INVALID_ARGUMENT: Cannot batch tensors with different shapes in component 0
mvilar22 opened this issue · 5 comments
When training the model I run into the following error:
File "train_model_offset.py", line 841, in <module>
history = model.fit(train_ds, steps_per_epoch=steps_per_epoch, epochs=MAX_EPOCHS,
File "/home/mvilar/miniconda3/envs/gym/lib/python3.8/site-packages/keras/utils/traceback_utils.py", line 70, in error_handler
raise e.with_traceback(filtered_tb) from None
File "/home/mvilar/miniconda3/envs/gym/lib/python3.8/site-packages/tensorflow/python/eager/execute.py", line 52, in quick_execute
tensors = pywrap_tfe.TFE_Py_Execute(ctx._handle, device_name, op_name,
tensorflow.python.framework.errors_impl.InvalidArgumentError: Graph execution error:
6 root error(s) found.
(0) INVALID_ARGUMENT: Cannot batch tensors with different shapes in component 0. First element had shape [512,512,3] and element 3 had shape [512,512,1].
[[{{node MultiDeviceIteratorGetNextFromShard}}]]
[[RemoteCall]]
[[IteratorGetNext]]
[[replica_4/strided_slice/_1]]
[[div_no_nan_2/_547]]
(1) INVALID_ARGUMENT: Cannot batch tensors with different shapes in component 0. First element had shape [512,512,3] and element 3 had shape [512,512,1].
[[{{node MultiDeviceIteratorGetNextFromShard}}]]
[[RemoteCall]]
[[IteratorGetNext]]
[[replica_4/strided_slice/_1]]
(2) INVALID_ARGUMENT: Cannot batch tensors with different shapes in component 0. First element had shape [512,512,3] and element 3 had shape [512,512,1].

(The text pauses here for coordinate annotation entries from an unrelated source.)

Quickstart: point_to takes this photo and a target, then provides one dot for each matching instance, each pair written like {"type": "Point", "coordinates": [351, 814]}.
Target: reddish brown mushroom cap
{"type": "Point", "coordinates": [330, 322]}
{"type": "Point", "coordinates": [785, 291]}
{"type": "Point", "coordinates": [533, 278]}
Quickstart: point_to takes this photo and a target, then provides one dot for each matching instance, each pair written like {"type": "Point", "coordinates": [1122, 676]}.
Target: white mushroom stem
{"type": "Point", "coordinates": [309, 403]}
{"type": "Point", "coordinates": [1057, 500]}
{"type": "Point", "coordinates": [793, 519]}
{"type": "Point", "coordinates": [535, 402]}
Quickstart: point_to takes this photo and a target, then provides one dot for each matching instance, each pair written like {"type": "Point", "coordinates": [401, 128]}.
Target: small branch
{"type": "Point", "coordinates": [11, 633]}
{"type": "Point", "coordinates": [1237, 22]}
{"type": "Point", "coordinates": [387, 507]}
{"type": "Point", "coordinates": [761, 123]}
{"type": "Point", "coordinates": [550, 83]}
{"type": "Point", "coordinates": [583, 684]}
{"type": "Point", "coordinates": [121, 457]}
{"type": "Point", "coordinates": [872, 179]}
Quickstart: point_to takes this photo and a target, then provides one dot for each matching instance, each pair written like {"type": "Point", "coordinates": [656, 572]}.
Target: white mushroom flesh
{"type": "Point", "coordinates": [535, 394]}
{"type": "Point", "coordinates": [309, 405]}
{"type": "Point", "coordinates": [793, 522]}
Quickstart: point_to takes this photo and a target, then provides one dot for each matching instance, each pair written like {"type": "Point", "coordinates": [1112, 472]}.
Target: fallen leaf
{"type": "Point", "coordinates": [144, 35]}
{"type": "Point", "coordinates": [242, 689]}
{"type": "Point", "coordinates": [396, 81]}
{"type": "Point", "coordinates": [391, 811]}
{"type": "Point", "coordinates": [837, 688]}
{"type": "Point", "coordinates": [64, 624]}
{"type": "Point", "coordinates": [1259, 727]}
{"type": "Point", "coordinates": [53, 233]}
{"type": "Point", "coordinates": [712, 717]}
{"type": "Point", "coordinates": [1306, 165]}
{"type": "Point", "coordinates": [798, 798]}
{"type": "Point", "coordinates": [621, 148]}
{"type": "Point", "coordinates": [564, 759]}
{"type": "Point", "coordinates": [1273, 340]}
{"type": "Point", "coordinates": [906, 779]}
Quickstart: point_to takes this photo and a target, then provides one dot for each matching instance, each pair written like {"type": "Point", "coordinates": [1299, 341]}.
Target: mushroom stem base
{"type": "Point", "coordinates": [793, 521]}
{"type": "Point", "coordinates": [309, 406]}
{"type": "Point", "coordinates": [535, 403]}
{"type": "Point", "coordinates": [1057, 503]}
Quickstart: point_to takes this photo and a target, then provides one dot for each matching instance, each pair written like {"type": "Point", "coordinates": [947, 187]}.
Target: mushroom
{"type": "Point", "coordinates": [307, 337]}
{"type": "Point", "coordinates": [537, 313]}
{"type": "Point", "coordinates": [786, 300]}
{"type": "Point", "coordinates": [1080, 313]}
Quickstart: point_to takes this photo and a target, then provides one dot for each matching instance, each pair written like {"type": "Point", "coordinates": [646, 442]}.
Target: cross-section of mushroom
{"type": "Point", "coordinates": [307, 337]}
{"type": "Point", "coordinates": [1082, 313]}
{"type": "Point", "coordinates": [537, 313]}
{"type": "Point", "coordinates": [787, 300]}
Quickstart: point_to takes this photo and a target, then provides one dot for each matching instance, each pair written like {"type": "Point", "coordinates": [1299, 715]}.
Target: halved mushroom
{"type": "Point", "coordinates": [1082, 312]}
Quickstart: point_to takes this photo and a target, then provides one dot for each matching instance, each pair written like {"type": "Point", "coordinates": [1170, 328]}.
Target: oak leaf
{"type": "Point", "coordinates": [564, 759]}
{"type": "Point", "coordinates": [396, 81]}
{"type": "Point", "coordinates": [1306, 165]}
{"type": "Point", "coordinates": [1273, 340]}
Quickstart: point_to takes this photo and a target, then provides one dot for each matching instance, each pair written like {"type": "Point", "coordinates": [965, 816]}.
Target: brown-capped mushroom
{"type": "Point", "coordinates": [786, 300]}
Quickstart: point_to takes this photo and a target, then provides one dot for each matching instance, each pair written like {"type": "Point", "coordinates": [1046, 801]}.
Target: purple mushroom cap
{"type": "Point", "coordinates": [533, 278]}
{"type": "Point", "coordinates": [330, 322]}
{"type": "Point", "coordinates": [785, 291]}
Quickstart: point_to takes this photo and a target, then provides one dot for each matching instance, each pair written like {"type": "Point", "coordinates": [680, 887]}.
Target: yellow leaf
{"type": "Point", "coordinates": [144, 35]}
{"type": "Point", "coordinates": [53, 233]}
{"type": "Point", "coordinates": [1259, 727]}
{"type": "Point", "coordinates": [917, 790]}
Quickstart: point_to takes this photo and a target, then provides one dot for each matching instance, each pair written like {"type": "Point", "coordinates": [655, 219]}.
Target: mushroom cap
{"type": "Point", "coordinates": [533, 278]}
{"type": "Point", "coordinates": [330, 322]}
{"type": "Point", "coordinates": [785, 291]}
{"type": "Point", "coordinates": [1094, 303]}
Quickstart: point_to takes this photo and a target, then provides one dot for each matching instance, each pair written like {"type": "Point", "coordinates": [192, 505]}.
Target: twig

[[{{node MultiDeviceIteratorGetNextFromShard}}]]
[[RemoteCall]]
[[IteratorGetNext]]
[[div_no_nan_1/ReadVariableOp_2/_462]]
[[ArithmeticOptimizer/AddOpsRewrite_AddN_11/_604]]
[[div_no_nan_2/_543]]
(3) INVALID_ARGUMENT: Cannot batch tensors with different shapes in component 0. First element had shape [512,512,3] and element 3 had shape [512,512,1].
[[{{node MultiDeviceIteratorGetNextFromShard}}]]
[[RemoteCall]]
[[IteratorGetNext]]
[[div_no_nan_1/ReadVariableOp_2/_462]]
[[ArithmeticOptimizer/AddOpsRewrite_AddN_11/_604]]
(4) INVALID_ARGUMENT: Cannot batch tensors with different shapes in component 0. First element had shape [512,512,3] and element 3 had shape [512,512,1].
[[{{node MultiDeviceIteratorGetNextFromShard}}]]
[[RemoteCall]]
[[IteratorGetNext]]
[[div_no_nan_1/ReadVariableOp_2/_462]]
(5) INVALID_ARGUMENT: Cannot batch tensors with different shapes in component 0. First element had shape [512,512,3] and element 3 had shape [512,512,1].
[[{{node MultiDeviceIteratorGetNextFromShard}}]]
[[RemoteCall]]
[[IteratorGetNext]]
0 successful operations.
0 derived errors ignored. [Op:__inference_train_function_109274]
I am using a modified version of make_dataset.py
and train_model.py
that changes the color_offset so it doesn't "paint" the pixels of the images that belong to class 0 with any of the colors of the color map. This was done to address a significant overhead issue that was causing the training process to be excessively time-consuming.
make_dataset.py
run just fine but I ran into this issue when I train. As i understand it, one of the images have a different shape that expected. However, I have iterated over the npz files, checking the shape of the arrays in said npz and there are no arrays with sahpe (3,3,1)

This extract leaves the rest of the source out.